Planned capabilities:
- LLM-generated remediation steps when no catalog workflow matches
- Natural language investigation via MCP/A2A protocols to refine the suggestion
- Option to convert a validated suggestion into a new registered workflow
Goal: Novel incidents become automated workflows through operator-AI collaboration. The workflow library grows organically.
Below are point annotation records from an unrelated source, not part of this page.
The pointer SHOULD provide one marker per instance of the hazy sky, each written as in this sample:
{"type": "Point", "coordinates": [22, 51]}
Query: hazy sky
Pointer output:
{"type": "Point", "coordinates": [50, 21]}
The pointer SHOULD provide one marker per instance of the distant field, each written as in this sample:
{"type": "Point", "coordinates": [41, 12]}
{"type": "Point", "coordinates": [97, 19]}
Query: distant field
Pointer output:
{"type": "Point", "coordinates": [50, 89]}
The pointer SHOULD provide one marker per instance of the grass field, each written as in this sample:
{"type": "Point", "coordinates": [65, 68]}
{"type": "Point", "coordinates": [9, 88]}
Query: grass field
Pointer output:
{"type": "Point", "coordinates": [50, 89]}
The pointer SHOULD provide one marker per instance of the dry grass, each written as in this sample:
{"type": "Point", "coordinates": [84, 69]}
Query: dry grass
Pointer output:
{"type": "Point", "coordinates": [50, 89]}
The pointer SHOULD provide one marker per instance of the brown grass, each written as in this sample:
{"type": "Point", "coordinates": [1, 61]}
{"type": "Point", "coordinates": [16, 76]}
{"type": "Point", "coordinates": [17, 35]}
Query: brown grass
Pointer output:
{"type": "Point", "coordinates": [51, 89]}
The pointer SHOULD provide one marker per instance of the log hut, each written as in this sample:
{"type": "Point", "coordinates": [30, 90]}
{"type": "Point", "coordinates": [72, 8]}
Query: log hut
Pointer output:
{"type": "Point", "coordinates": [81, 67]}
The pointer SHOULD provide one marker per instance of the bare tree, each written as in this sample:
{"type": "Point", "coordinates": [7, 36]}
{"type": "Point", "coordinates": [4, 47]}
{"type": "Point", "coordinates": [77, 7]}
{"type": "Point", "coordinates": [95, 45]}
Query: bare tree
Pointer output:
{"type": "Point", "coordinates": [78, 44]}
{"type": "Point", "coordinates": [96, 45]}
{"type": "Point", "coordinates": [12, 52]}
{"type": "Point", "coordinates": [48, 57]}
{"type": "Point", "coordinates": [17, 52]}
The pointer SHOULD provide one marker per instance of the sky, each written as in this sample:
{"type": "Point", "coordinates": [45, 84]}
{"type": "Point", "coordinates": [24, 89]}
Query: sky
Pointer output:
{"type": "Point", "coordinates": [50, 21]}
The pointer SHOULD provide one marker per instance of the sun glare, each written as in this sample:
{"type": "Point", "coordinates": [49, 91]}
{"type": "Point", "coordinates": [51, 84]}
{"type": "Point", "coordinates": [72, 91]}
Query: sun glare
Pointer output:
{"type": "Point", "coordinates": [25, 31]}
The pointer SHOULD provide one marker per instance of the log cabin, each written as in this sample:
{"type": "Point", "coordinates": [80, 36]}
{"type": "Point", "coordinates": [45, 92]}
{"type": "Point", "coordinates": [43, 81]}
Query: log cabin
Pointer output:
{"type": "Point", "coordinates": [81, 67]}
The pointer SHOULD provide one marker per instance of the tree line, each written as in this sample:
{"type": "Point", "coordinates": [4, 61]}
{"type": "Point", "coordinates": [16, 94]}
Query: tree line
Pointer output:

Recommended Adoption Path¶
For teams new to Kubernaut, we recommend the following progression:
| Phase | Timeline | What to do |
|---|---|---|
| Week 1 | Observe | Install with dryRun: true (Level 1). Kubernaut investigates and selects workflows but does not execute. Review RCAs and workflow selections via audit events. |
| Week 2–3 | Approve | Disable dry-run, deploy a Rego approval policy (Level 3). Production remediations require human approval; non-production auto-approves based on your policy. |
| Week 3–4 | Validate | Review RAR decisions. Check Effectiveness Monitor scores. Build familiarity with Kubernaut's recommendations. |
| Month 2 | Graduate non-prod | Confirm non-production workflows are consistently effective. Monitor autonomous execution. |
| Month 2–3 | Graduate prod workflows | Customize the Rego policy to auto-approve specific, well-validated production workflows (e.g., crashloop-rollback-v1). |
| Month 3+ | Expand | Add new workflow types in Level 3 (approval). Graduate to Level 4 as confidence grows. |
Future: Agentic Enhancements (v1.5+)¶
The v1.5 release will introduce agentic integration features that enhance every trust level:
| Feature | Enhancement |
|---|---|
| MCP Interactive Mode (#703) | Operators investigate and review remediations through any MCP-compatible chat interface |
| Kubernaut Console (#713) | Web dashboard with chat UI, live remediation streaming, and workflow management |
| A2A Protocol (#705) | External AI agents can delegate remediation to Kubernaut |
| Natural Language Investigation (#714) | Trigger investigations by describing the problem in plain text |
These features are complementary to the Trust Ladder — they enhance how operators interact at each level (e.g., MCP chat during dry-run review at Level 1, Console dashboards for monitoring at Level 4) without changing the fundamental graduation model.